No shit

A few years ago on a Monday I was working out of the local office when I noticed it was about 12:30 and I had not eaten lunch. I looked around the office and the only person around was a relatively new guy who I didn’t know too well. Since our company was about building relationships, I asked him if he wanted to join me for lunch. He said yes and off to PF Changs we went.

I must have had a late breakfast as I wasn’t too hungry and Changs’ portions are large so I just ordered some California rolls. They were a little dry and weird – must have been the weekend rolls left over that they were selling on a Monday

After lunch, we returned to the office and within a few minutes I started to feel an F5 colon blast coming on – it was churning and gurgling like a Three Mile Island reactor meltdown and I knew I needed to hit the restroom fast. Those California Rolls were loaded with some nastiness that my body decided to reject immediately.

Now the office we had – at the time – had a small men’s room with just one toilet so you could not be anonymous if you were launching anything in there substantial … so I hesitated to use it. But I lived only a mile from the office so I decided to go home for the tragedy.

About a half mile home I wasn’t sure I was going to make it. The Cal Rolls and everything I ate from the day before were all starting to head south. I was pinching my ass cheeks together in the car. As I approached my apartment complex, I had to make a quick call – it was all coming out very soon – so I decided I could not drive up the parking garage to my 4th floor apartment and make it down the long hall to my door.

I felt a little bit like Captain Sollenberger when he told the air traffic controller – after the bird strike caused both engines to fail – that he couldn’t make it back to any airport.

We’re gonna be in the Hudson

So my ‘Hudson’ plan was to park in front of the Apt Office as I knew there was a bathroom on the first floor off of the pool area I could use.

So I parked near the main entrance and as I got out the car, I literally had to waddle a bit traversing the 100 feet to the door keeping my cheeks together as the colon blow had travelled all the way to my sphincter.

My pinched ass cheeks and Newton’s Law of Gravity were battling it out on every step.

I made it inside the building and hoped no one was in the bathroom. I opened the door and it was all clear so I waddled to the stall door and pushed it open … all good so far … but as I closed the door and took a step and tried to spin and sit down, I lost my mojo and relaxed for just a second and ….. K’boom!!!! … an absolute Hiroshima blast of liquid like, somewhat solid, foul smelling, endless explosion of ass-matter.

I managed to kinda get my pants off and sit down all while it was being released — so about half went into the toilet and the rest went down my leg, on the floor, in my pants. My underwear, which had barely been pulled down, was sitting between my legs like a sling completely filled with whatever was in my ass 10 second before. So I lifted the underwear up, backwards and then down and its contents splashed back into the water like someone dropped an 18 pound Honeybaked ham in it.
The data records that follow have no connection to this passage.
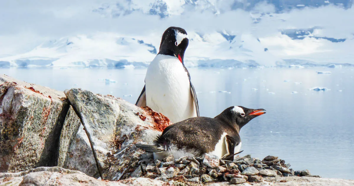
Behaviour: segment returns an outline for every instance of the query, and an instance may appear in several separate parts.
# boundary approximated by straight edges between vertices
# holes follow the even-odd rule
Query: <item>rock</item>
[[[215,170],[218,173],[224,173],[227,169],[221,166],[219,166],[215,169]]]
[[[301,174],[302,176],[311,175],[311,173],[310,173],[310,171],[307,169],[302,170]]]
[[[263,181],[263,178],[256,175],[250,176],[248,177],[247,181],[253,182],[262,182]]]
[[[253,167],[249,167],[245,169],[241,174],[246,176],[252,176],[259,174],[259,171]]]
[[[0,172],[57,165],[71,133],[60,139],[63,126],[79,125],[62,92],[0,76]],[[65,123],[65,118],[70,122]]]
[[[285,173],[283,173],[283,176],[284,177],[288,177],[288,176],[295,176],[294,175],[291,174],[288,174]]]
[[[169,167],[170,165],[175,164],[175,162],[173,161],[171,162],[168,162],[164,163],[162,164],[162,167]]]
[[[152,141],[171,123],[148,107],[143,109],[112,96],[78,89],[65,93],[82,122],[103,179],[129,176],[131,157],[151,156],[133,144]]]
[[[190,179],[188,179],[188,181],[192,181],[192,182],[199,182],[199,177],[194,177],[193,178],[191,178]]]
[[[259,174],[267,176],[275,177],[277,174],[274,171],[268,169],[262,170],[259,171]]]
[[[255,164],[254,164],[253,165],[253,167],[255,167],[255,168],[260,168],[260,168],[263,167],[263,166],[262,165],[262,164],[263,164],[263,163],[255,163]],[[266,165],[265,164],[264,164],[264,165]]]
[[[298,176],[301,176],[301,171],[299,170],[295,170],[294,172],[294,175]]]
[[[146,165],[145,170],[148,172],[153,172],[156,170],[156,167],[155,164],[149,164]]]
[[[285,168],[285,167],[282,167],[276,166],[274,165],[272,165],[272,167],[273,169],[274,169],[276,170],[277,170],[282,173],[290,173],[291,172],[291,171],[290,171],[290,170],[289,170],[289,169],[288,169],[287,168]]]
[[[218,177],[218,174],[216,173],[216,171],[215,169],[212,169],[208,173],[208,175],[214,178],[216,178]]]
[[[237,169],[238,167],[238,166],[233,163],[230,163],[226,165],[226,167],[227,168],[227,169],[230,170]]]
[[[162,159],[162,161],[164,162],[172,162],[175,159],[175,156],[173,156],[173,154],[171,154],[167,157],[164,158]]]
[[[167,167],[163,167],[162,168],[159,168],[159,169],[158,170],[158,173],[159,174],[161,174],[165,172],[165,171],[167,170]]]
[[[263,159],[263,160],[266,160],[267,161],[269,161],[270,160],[273,160],[273,159],[278,159],[278,157],[277,156],[268,156],[266,157],[265,158]]]
[[[156,159],[154,160],[154,163],[155,163],[156,167],[159,167],[161,165],[161,162],[158,159]]]
[[[220,163],[220,165],[223,165],[226,164],[225,162],[225,161],[224,160],[221,159],[220,159],[220,162],[219,163]]]
[[[190,168],[190,174],[194,174],[196,173],[199,169],[195,168],[195,167],[192,167]]]
[[[205,168],[202,167],[199,169],[199,170],[198,171],[198,174],[199,175],[204,174],[206,172],[206,170],[205,169]]]
[[[179,173],[178,174],[188,174],[188,173],[189,173],[189,171],[190,170],[190,168],[189,168],[189,167],[185,167],[185,168],[184,168],[184,169],[183,169],[183,170],[179,172]]]
[[[192,167],[194,167],[197,169],[199,168],[199,165],[198,165],[196,163],[195,163],[195,162],[190,162],[189,163],[188,166],[191,168]]]
[[[203,174],[200,176],[200,180],[203,183],[210,182],[214,181],[214,179],[211,176],[207,174]]]
[[[253,163],[262,163],[262,162],[261,160],[259,160],[259,159],[256,159],[253,161]]]
[[[177,168],[178,168],[178,169],[184,169],[184,168],[185,168],[185,167],[187,166],[187,165],[185,165],[185,164],[176,164],[176,167],[177,167]]]
[[[234,184],[242,184],[246,182],[246,180],[243,178],[232,178],[230,180],[230,183]]]
[[[143,175],[143,172],[141,170],[141,166],[139,166],[135,170],[130,174],[130,176],[132,177],[139,177]]]
[[[219,158],[217,156],[207,153],[205,154],[204,159],[203,160],[203,164],[204,165],[213,168],[219,166]]]

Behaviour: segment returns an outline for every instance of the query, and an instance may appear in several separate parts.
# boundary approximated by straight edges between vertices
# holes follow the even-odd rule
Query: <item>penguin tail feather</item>
[[[149,152],[163,152],[169,150],[169,140],[159,135],[154,140],[155,145],[135,144],[137,147]]]

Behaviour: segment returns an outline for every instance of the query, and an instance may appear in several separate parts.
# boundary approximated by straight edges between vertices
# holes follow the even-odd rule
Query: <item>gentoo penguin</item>
[[[199,116],[198,100],[183,63],[188,35],[183,28],[164,33],[159,53],[149,65],[145,85],[135,105],[148,106],[175,123]]]
[[[153,152],[161,159],[171,154],[204,157],[205,153],[233,160],[240,151],[240,130],[252,119],[265,113],[264,109],[241,106],[229,107],[213,118],[195,117],[172,124],[154,141],[153,145],[137,144],[144,151]]]

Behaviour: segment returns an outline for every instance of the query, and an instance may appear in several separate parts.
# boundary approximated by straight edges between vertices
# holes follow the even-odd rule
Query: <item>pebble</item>
[[[247,176],[252,176],[259,174],[259,171],[253,167],[249,167],[245,169],[241,174]]]
[[[207,174],[203,174],[200,176],[200,180],[203,182],[209,182],[214,181],[214,179],[211,176]]]
[[[155,179],[159,177],[159,176],[158,174],[155,174],[152,173],[147,172],[146,173],[146,174],[145,174],[145,175],[144,177],[150,178],[150,179]]]
[[[190,179],[188,179],[188,181],[192,181],[193,182],[199,182],[199,177],[196,177]]]
[[[211,168],[215,168],[219,165],[219,158],[215,155],[205,154],[203,164]]]
[[[190,168],[190,174],[192,175],[195,174],[195,173],[199,170],[199,169],[195,167],[192,167]]]
[[[162,167],[169,167],[170,165],[174,165],[175,162],[173,161],[171,162],[167,162],[164,163],[162,164]]]
[[[183,170],[181,171],[178,174],[188,174],[188,173],[189,173],[190,170],[190,168],[189,167],[186,167],[185,168],[184,168]]]
[[[263,178],[256,175],[249,176],[247,181],[254,182],[262,182],[263,181]]]
[[[264,158],[263,160],[269,161],[270,160],[273,160],[273,159],[278,159],[278,157],[277,156],[268,156]]]
[[[216,171],[215,169],[212,169],[209,172],[208,174],[214,178],[216,178],[218,177],[218,174],[216,173]]]
[[[224,173],[225,171],[226,171],[227,169],[226,168],[224,168],[221,166],[219,166],[216,168],[215,170],[218,173]]]
[[[302,176],[311,175],[311,173],[310,173],[310,171],[307,169],[302,170],[301,174]]]
[[[205,168],[202,167],[199,169],[199,171],[198,171],[198,174],[199,175],[201,175],[202,174],[204,174],[205,172],[206,172],[206,169]]]
[[[294,175],[298,176],[301,176],[301,171],[299,170],[295,170],[294,172]]]
[[[171,154],[162,159],[162,161],[165,162],[168,162],[173,161],[175,159],[175,156],[173,154]]]
[[[283,176],[284,177],[289,177],[289,176],[295,176],[291,174],[288,174],[285,173],[283,173]]]
[[[234,184],[242,184],[246,182],[246,180],[243,178],[232,178],[230,180],[230,182]]]
[[[253,161],[253,163],[262,163],[262,162],[261,160],[259,160],[259,159],[256,159]]]
[[[274,171],[268,169],[262,170],[259,171],[259,174],[267,176],[275,177],[277,174]]]
[[[184,169],[187,166],[187,165],[185,164],[176,164],[176,167],[180,169]]]
[[[160,160],[157,159],[155,160],[154,161],[154,163],[155,163],[155,166],[156,166],[156,167],[160,167],[160,165],[161,165],[161,162]]]
[[[286,168],[285,167],[282,167],[276,166],[275,165],[272,165],[272,167],[275,169],[277,170],[280,171],[281,172],[283,173],[291,173],[291,171],[289,170],[289,169],[287,168]]]
[[[145,170],[148,172],[154,172],[156,170],[156,167],[155,164],[149,164],[146,166]]]

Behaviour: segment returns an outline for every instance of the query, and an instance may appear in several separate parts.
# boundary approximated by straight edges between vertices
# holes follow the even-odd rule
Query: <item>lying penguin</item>
[[[265,110],[241,106],[229,107],[213,118],[195,117],[172,124],[158,136],[152,145],[135,145],[154,153],[162,159],[173,154],[176,158],[188,156],[203,158],[205,153],[233,160],[241,147],[240,130]]]

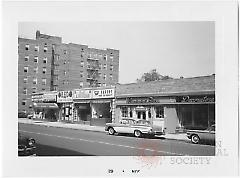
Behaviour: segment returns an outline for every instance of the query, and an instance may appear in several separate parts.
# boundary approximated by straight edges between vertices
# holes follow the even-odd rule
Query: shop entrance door
[[[146,120],[146,111],[137,111],[137,118]]]

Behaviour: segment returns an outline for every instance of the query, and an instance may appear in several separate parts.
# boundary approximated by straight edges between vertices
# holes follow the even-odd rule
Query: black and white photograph
[[[214,156],[214,27],[20,22],[19,156]]]
[[[239,174],[237,3],[4,7],[6,175]]]

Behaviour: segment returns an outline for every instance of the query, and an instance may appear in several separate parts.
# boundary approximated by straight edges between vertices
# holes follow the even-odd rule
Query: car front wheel
[[[197,135],[192,135],[191,141],[192,141],[192,143],[197,144],[197,143],[199,143],[200,138]]]
[[[142,133],[141,133],[139,130],[135,130],[135,131],[134,131],[134,136],[135,136],[135,137],[141,137],[141,136],[142,136]]]
[[[110,128],[108,129],[109,135],[113,135],[114,132],[115,132],[115,130],[114,130],[112,127],[110,127]]]

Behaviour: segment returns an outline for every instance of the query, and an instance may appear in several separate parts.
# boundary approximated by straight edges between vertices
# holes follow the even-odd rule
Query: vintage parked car
[[[143,119],[122,119],[120,123],[106,123],[105,131],[107,131],[109,135],[114,135],[115,133],[125,133],[134,134],[135,137],[165,134],[163,127],[152,126],[149,121]]]
[[[188,130],[187,137],[195,144],[200,142],[215,144],[215,125],[205,130]]]
[[[18,133],[18,156],[36,156],[36,141]]]

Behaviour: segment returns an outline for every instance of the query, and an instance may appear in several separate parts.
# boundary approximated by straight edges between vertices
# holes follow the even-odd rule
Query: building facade
[[[61,37],[36,32],[36,39],[18,38],[18,111],[33,110],[31,95],[108,87],[118,82],[119,51],[65,44]]]
[[[58,113],[60,122],[104,126],[124,118],[144,119],[164,125],[166,133],[215,124],[214,75],[46,92],[32,100],[36,114]]]
[[[115,121],[144,119],[166,133],[204,129],[215,123],[215,76],[116,86]]]

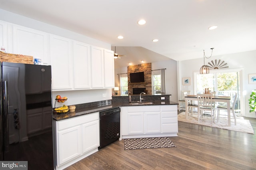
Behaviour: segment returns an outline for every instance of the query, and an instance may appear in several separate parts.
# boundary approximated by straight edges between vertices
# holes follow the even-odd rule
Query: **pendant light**
[[[116,46],[115,46],[115,53],[114,53],[114,58],[115,59],[118,58],[118,55],[116,53]]]
[[[205,56],[204,50],[204,65],[202,66],[200,68],[200,74],[209,74],[209,67],[206,65],[204,64],[204,58],[210,58],[211,57],[212,57],[212,50],[213,50],[213,49],[214,49],[214,48],[210,48],[210,49],[212,50],[212,53],[211,54],[211,56],[208,57]]]

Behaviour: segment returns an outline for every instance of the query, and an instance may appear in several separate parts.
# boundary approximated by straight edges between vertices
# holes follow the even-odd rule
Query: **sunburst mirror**
[[[219,59],[218,61],[217,59],[215,59],[214,61],[213,60],[212,60],[211,62],[209,62],[208,63],[209,65],[207,65],[207,66],[209,67],[210,69],[218,69],[228,68],[228,66],[227,65],[228,64],[225,63],[225,61],[222,61],[220,59]]]

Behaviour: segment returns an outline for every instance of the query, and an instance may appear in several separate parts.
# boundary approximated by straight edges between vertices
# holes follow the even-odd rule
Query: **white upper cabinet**
[[[53,91],[114,87],[112,51],[0,21],[2,46],[50,65]]]
[[[90,46],[74,42],[74,89],[89,89],[91,87]]]
[[[0,47],[7,47],[7,24],[0,21]]]
[[[92,87],[102,88],[104,87],[104,60],[103,49],[91,46]]]
[[[104,50],[104,87],[114,88],[115,86],[114,51]]]
[[[50,65],[47,33],[16,25],[13,26],[12,32],[13,53],[30,55]]]
[[[73,61],[71,40],[51,35],[50,54],[52,90],[72,89]]]

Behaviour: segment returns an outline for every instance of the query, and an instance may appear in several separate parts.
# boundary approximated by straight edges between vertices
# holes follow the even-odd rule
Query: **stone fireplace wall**
[[[130,73],[144,72],[144,83],[130,83]],[[127,67],[128,76],[128,93],[132,94],[133,88],[146,88],[147,95],[152,95],[152,84],[151,81],[151,63],[139,64]]]

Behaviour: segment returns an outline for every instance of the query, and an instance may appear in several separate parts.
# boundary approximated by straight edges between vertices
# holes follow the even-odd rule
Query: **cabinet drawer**
[[[161,116],[162,118],[163,117],[176,117],[178,116],[178,114],[177,112],[175,111],[170,111],[166,112],[162,112],[161,113]]]
[[[162,132],[170,133],[178,132],[177,123],[167,123],[162,124]]]
[[[160,106],[128,106],[128,112],[156,112],[160,111]]]
[[[178,110],[177,105],[165,105],[161,106],[161,111],[175,111]]]
[[[68,119],[57,122],[58,130],[61,130],[66,128],[87,123],[99,119],[99,112],[80,116],[73,118]]]
[[[176,117],[164,117],[162,118],[162,123],[176,123],[177,121]]]

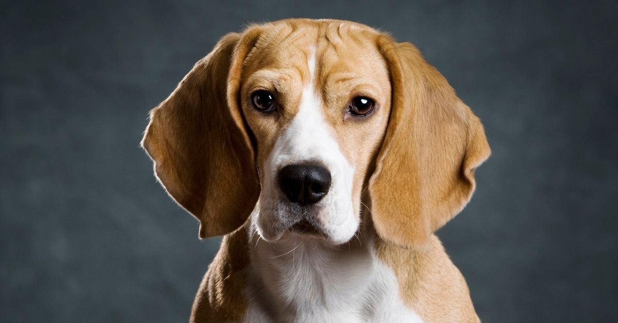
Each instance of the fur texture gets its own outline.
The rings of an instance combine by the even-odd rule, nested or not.
[[[277,109],[255,109],[268,91]],[[354,98],[371,114],[347,111]],[[229,34],[151,112],[142,145],[169,195],[224,235],[192,322],[477,322],[434,232],[489,155],[480,121],[409,43],[366,26],[290,19]],[[286,165],[331,173],[300,206]],[[318,232],[290,230],[308,219]]]

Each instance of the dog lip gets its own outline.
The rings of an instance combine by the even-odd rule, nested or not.
[[[289,230],[298,234],[324,236],[324,232],[312,224],[311,221],[303,219],[290,227]]]

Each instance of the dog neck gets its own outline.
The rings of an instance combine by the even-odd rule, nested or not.
[[[400,309],[393,312],[403,308],[397,305],[397,282],[392,269],[376,256],[371,230],[362,230],[348,243],[333,245],[300,236],[266,241],[254,226],[248,225],[250,309],[261,317],[252,319],[360,322],[376,317],[418,317]]]

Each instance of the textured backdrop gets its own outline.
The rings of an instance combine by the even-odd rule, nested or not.
[[[618,4],[543,2],[2,1],[0,319],[185,321],[219,240],[155,182],[146,114],[226,33],[304,17],[414,43],[483,120],[438,232],[481,319],[616,322]]]

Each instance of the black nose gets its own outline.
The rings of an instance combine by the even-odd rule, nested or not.
[[[313,204],[328,193],[331,173],[320,166],[288,165],[279,172],[279,187],[290,201]]]

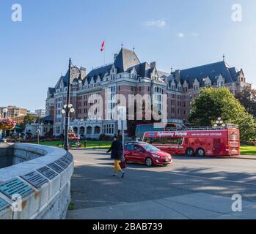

So now I have to triage this motherfucker – I have to clean this up and get to my apartment. So I took a quick inventory of what clothes could be saved and what is soiled and needs to be burned. I took my shoes off and used my socks to clean up some of the area – my tee shirt was used to clean up as well. My underwear was a disaster. I used all the toilet paper and cleaned up as much as I could. I pulled my pants up with ass matter sticking all over my legs and ass, put on my shoes with no socks but did have on my dress shirt.

I was able to get out the stall and then used paper towels to finish cleaning and eventually stuffed all the shitty clothes and everything else down the trash can.

I declined to use the elevator to get to the 4th floor as I had to smell like shit. I walked down the hall, took the stairs and got to my place. I took off my pants and threw them in the trash, cleaned my shoes, and took a long shower.

Then I drove back to work like nothing had happened.